Gewalt wird zum Mittel dieser schmerz­li­chen Erkenntnis. Und Erkenntnis, Infor­ma­tionen und das daraus erwach­sende Wissen, entfalten hier ihre ganz eigene Gewalt. Trotzdem, und dies liegt wohl an der Vorlage, geht dieser Film nicht ganz so weit, wie Fincher schon gegangen ist. Der Zuschauer bleibt am Ende auf der sicheren Seite, geht letztlich selber kein Risiko ein. Dabei hat Fincher die Fähigkeit, dem Zuschauer mehr zuzumuten, als die meisten seiner Kollegen, und ihn etwas über sich selbst zu lehren.

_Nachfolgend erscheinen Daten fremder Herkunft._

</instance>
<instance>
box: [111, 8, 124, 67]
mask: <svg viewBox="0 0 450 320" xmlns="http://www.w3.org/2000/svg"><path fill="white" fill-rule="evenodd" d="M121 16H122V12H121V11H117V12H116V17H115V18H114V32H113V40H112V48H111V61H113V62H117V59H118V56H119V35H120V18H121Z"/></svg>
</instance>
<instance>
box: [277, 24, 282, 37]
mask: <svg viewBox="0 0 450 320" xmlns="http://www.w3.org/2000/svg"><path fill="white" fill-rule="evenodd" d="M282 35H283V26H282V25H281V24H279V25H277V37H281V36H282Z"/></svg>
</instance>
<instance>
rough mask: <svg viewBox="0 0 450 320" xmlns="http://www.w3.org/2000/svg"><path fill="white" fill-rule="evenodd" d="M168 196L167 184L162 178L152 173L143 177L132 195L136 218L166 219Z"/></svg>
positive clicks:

Immerhin widerlegt Fincher dieje­nigen, die ihn unter den Verdacht stellen, Gewalt zu ästhe­ti­sieren, und eine konser­va­tive, gar reak­ti­onäre poli­ti­sche Agenda zu vertreten: Immerhin sind seine Helden Anar­chisten, die an ihre Infor­ma­tionen mit den Methoden der Hacker und Internet-Piraten kommen. Ausge­rechnet zwei Outlaws voll­stre­cken am Ende das Gesetz.